While the Fairfield Hills Master Plan Review Committee is not scheduled to deliver its final report to the Board of Selectmen until October 3, the document was released to the public last week. (It can be found online at NewtownBee.com in our “Source Files” in the Board of Selectman folder.) For more than a year, the panel waded through a thicket of issues regarding Fairfield Hills that have dominated the last two municipal election cycles and still animate the local political debate as we head into the final month of the 2011 local election campaign. The review committee, to its credit, has steered clear of politics for the most part, concentrating most of its efforts on assessing public attitudes and preferences for the Fairfield Hills campus. Its recommendations reflect those attitudes and preferences.
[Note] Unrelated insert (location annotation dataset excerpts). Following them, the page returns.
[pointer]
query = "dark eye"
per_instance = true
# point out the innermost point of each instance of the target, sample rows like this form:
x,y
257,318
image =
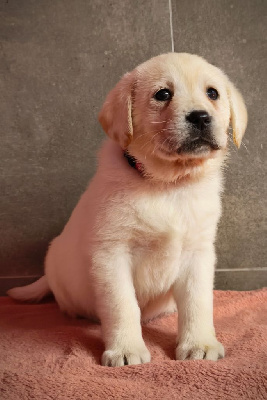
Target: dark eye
x,y
212,93
163,95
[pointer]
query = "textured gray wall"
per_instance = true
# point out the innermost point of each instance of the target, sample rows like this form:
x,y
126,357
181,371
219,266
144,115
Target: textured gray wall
x,y
59,59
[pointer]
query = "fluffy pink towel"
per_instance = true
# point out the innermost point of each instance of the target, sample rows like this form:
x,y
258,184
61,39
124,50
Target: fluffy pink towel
x,y
46,355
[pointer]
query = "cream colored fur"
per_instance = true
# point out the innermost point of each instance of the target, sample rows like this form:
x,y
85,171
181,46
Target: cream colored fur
x,y
139,245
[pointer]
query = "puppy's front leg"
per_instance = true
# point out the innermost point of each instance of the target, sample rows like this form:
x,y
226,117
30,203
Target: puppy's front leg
x,y
118,309
194,296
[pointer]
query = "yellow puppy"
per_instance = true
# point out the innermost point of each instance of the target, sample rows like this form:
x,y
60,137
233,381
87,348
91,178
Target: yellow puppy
x,y
141,240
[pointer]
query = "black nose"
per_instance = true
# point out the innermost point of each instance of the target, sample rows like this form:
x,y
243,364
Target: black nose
x,y
199,118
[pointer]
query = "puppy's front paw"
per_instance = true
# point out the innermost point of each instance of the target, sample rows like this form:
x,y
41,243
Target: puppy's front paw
x,y
209,349
126,356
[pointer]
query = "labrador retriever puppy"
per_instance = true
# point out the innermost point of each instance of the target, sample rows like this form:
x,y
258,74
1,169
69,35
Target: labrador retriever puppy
x,y
140,242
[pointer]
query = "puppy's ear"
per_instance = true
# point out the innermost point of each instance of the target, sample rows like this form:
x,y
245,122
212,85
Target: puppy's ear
x,y
238,116
116,113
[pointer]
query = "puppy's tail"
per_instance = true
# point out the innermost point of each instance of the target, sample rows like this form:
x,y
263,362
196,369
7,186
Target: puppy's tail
x,y
32,293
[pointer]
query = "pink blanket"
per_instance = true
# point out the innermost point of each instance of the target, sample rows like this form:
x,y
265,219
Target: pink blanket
x,y
46,355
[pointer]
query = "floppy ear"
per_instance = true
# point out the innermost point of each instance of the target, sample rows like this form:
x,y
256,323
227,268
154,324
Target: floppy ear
x,y
238,112
116,113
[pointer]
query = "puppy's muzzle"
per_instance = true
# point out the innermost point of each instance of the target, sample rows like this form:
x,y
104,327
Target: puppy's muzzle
x,y
200,133
199,119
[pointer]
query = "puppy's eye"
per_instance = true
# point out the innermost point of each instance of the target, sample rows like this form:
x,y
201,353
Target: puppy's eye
x,y
212,93
163,95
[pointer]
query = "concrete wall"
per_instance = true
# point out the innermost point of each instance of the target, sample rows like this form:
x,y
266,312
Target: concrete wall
x,y
58,61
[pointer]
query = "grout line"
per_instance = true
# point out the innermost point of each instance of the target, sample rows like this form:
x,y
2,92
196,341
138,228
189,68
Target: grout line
x,y
171,27
240,269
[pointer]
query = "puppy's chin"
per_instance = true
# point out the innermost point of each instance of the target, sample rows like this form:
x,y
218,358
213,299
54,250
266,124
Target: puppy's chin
x,y
190,151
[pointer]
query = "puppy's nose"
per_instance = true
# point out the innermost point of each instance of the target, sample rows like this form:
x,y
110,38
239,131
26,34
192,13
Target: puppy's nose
x,y
199,118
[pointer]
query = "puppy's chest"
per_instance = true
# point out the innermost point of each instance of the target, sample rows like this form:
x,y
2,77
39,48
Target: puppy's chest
x,y
165,228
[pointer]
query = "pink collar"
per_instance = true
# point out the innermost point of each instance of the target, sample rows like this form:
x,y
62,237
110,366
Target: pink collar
x,y
134,163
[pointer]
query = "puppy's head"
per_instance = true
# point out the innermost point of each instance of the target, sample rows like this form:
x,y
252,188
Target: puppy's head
x,y
172,113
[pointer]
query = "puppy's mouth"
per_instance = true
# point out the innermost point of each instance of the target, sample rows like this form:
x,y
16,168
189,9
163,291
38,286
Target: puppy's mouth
x,y
198,146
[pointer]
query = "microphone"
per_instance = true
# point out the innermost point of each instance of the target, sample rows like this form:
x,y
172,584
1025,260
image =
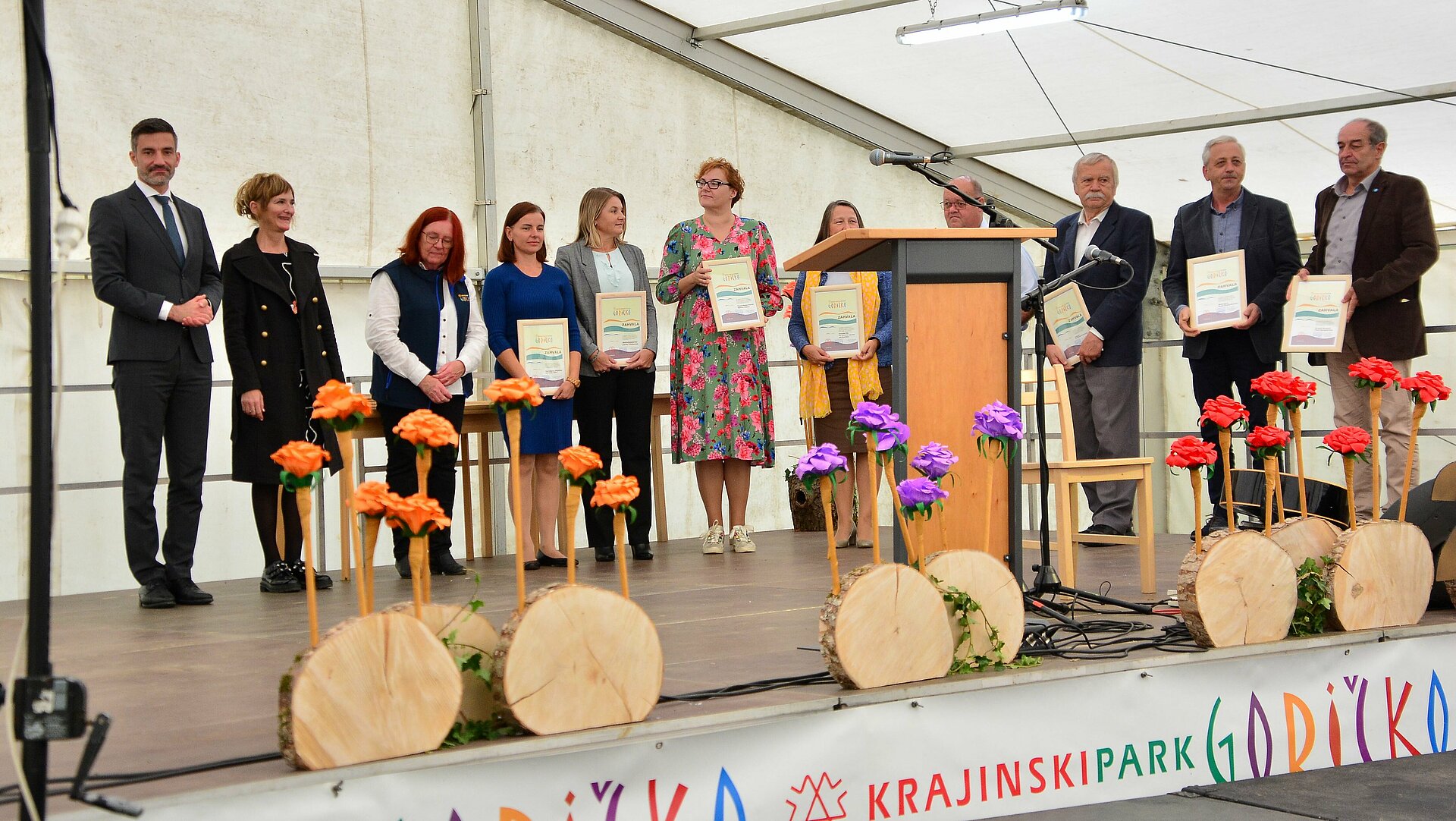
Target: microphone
x,y
880,158
1094,252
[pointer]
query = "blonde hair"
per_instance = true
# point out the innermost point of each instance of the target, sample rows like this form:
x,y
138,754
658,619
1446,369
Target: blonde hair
x,y
259,188
592,206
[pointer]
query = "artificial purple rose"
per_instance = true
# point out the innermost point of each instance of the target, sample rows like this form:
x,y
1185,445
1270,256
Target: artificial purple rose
x,y
873,417
919,494
934,461
821,461
999,421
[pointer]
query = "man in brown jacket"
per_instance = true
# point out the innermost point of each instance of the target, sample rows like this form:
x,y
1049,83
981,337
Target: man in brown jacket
x,y
1375,226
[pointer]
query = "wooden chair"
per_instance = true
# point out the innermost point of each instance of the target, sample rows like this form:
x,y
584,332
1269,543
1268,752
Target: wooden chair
x,y
1071,472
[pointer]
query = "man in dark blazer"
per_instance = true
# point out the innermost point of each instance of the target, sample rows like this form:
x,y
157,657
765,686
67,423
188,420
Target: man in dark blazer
x,y
1375,226
1229,219
1103,386
153,263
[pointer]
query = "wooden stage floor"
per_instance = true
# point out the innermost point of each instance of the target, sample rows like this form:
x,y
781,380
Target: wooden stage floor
x,y
201,683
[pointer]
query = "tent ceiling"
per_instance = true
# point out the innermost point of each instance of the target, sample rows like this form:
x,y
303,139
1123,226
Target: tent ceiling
x,y
979,90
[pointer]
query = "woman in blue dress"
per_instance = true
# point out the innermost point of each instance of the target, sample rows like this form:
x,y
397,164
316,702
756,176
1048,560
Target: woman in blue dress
x,y
525,287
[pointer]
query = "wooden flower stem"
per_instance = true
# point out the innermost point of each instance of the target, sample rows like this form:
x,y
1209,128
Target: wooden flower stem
x,y
990,501
422,464
1226,451
826,491
619,527
348,533
305,499
573,502
1270,482
1410,455
1277,480
1197,508
513,427
1376,478
367,565
419,571
1350,488
1299,456
874,499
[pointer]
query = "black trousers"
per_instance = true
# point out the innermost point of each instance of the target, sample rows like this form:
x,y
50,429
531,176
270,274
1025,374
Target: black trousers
x,y
162,404
1229,361
400,470
628,396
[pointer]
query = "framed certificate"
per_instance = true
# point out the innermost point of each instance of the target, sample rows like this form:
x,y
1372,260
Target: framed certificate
x,y
1315,316
1068,318
734,293
1216,290
544,344
620,323
839,329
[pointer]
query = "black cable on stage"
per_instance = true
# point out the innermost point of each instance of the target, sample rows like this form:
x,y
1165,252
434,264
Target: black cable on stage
x,y
1413,98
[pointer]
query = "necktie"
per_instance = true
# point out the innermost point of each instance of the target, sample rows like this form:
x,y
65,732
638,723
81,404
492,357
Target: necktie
x,y
171,222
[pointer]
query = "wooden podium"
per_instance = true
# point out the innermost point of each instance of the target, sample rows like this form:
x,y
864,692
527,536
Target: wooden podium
x,y
957,347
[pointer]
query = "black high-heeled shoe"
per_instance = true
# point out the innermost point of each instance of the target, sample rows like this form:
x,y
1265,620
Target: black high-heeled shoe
x,y
552,561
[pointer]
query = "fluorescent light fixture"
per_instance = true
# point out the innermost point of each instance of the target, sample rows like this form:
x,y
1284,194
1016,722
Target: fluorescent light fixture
x,y
1005,19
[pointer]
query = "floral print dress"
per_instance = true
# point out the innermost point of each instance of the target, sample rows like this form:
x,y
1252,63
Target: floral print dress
x,y
723,405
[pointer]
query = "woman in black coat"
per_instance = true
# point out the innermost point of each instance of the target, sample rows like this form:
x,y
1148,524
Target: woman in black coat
x,y
281,348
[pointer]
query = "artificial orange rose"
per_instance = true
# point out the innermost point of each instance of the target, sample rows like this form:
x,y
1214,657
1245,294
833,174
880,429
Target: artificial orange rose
x,y
1223,412
370,499
337,402
579,461
1373,373
1347,442
514,392
300,459
1191,451
425,428
617,492
417,514
1426,388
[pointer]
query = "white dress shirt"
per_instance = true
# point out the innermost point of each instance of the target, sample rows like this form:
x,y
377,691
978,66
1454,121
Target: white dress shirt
x,y
156,207
382,334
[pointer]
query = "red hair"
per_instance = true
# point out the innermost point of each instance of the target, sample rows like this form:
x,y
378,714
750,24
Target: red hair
x,y
410,252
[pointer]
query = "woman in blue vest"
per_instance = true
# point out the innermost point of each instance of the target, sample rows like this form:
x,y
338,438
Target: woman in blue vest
x,y
525,287
425,329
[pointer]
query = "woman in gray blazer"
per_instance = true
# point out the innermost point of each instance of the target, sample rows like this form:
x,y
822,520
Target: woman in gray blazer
x,y
613,385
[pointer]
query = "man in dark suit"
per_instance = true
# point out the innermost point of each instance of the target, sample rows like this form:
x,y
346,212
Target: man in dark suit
x,y
1232,219
1375,226
1103,388
153,263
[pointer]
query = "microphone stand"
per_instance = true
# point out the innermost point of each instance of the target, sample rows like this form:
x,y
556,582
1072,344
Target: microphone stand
x,y
1047,583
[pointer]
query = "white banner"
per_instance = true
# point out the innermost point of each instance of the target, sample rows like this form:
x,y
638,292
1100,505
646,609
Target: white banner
x,y
968,754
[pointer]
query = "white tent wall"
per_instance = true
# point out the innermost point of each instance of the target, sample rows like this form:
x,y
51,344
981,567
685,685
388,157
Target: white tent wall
x,y
366,108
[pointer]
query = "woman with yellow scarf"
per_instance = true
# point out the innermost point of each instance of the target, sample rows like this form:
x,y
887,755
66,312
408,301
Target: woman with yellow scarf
x,y
829,389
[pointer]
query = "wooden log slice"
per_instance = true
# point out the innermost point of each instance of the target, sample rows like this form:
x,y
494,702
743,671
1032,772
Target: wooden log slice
x,y
1239,591
473,634
376,687
987,581
1382,578
1307,537
577,657
887,626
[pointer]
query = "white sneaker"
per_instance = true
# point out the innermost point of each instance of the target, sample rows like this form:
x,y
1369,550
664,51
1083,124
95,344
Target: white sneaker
x,y
714,539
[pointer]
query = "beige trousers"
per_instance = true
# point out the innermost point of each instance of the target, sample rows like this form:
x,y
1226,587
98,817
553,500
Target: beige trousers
x,y
1353,408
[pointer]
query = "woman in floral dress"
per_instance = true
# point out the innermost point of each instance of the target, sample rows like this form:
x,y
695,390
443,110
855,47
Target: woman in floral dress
x,y
723,410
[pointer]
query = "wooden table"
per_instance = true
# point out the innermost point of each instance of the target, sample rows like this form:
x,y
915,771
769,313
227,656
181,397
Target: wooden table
x,y
481,421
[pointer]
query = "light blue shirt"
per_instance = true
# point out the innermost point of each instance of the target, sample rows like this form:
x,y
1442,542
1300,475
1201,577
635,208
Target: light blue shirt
x,y
613,274
1226,225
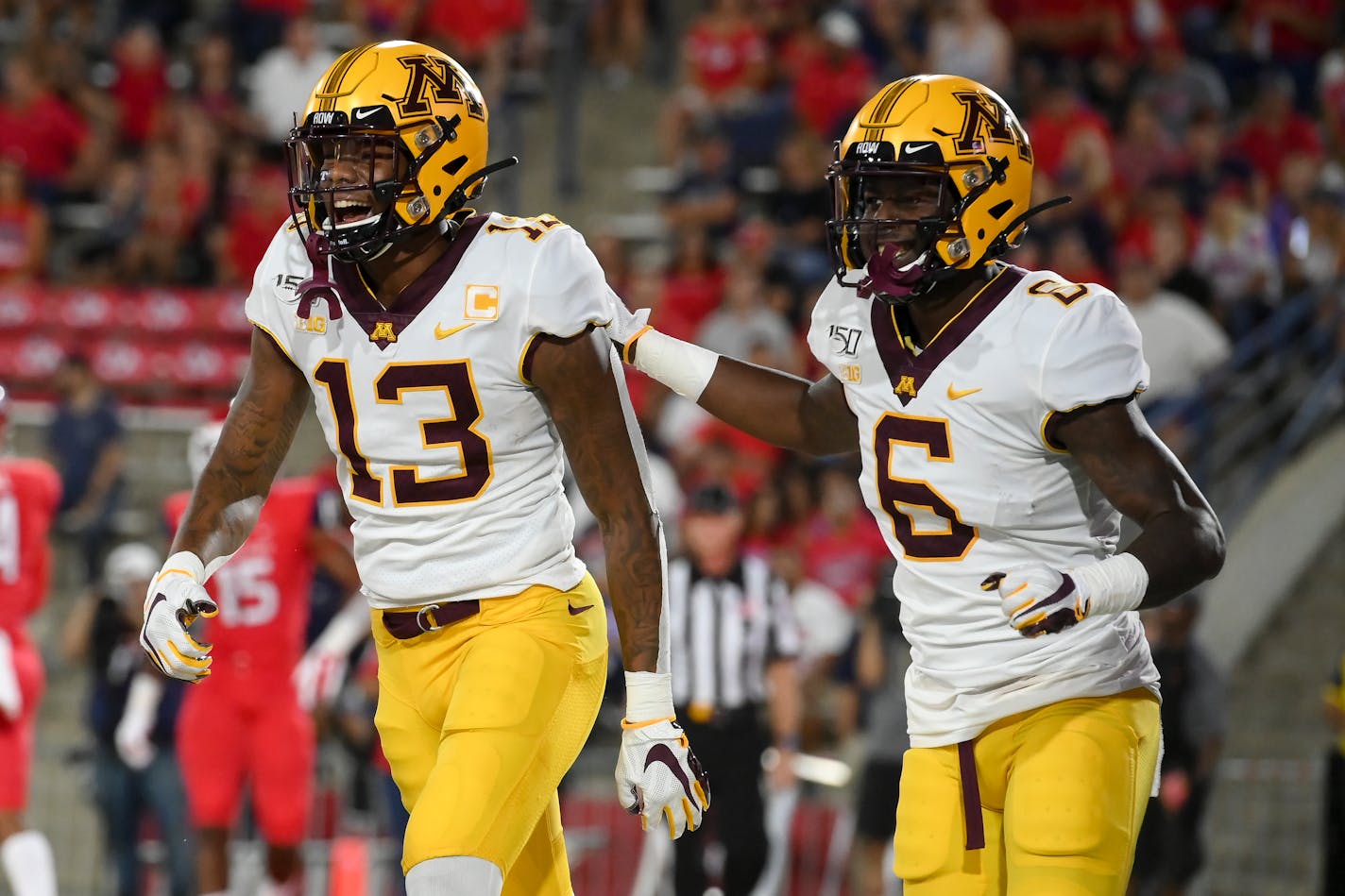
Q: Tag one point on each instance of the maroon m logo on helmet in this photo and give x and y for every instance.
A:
(429, 75)
(987, 121)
The overarching imperative that grew out of the committee’s surveys, focus groups, and public discussions is that Fairfield Hills should be a public place. Setting priorities for public activities there — what is necessary, what is affordable, what is remotely possible — will be the next chapter of the debate. But for now, any use that reduces public access through private and exclusive uses, including housing, school facilities, and large corporate developments, is not recommended. When commercial uses are permitted, they should complement the open and public character of the site with businesses that invite people into the area with small retail shops, restaurants, and services, according to the review committee’s report.

This key insight of the Fairfield Hills Master Plan Review Committee — that the campus remain an inherently public place — should inform the work of the Fairfield Hills Authority, the Legislative Council, the Board of Selectmen, and local land use agencies from here on out. Many of the supported uses in the committee’s report, including cultural venues and events, indoor and outdoor recreation, and additional municipal facilities, may prove fantastical in the near term as diminishing local resources are applied to a growing list of needs. But as elusive as the committee’s expansive vision for Fairfield Hills may be, the supporting concept of maintaining the property for the use and enjoyment of townspeople should be grasped now and held firm for the future.

Speaking of the future, we also need to be mindful of the people living in Newtown 25 and 50 years from now. Filling in the blanks at Fairfield Hills forecloses options for those who come after us. Rather than developing Fairfield Hills until it can be developed no more, perhaps we should consider leaving a few options open. Let us not be just owners. Let us also be stewards of Fairfield Hills.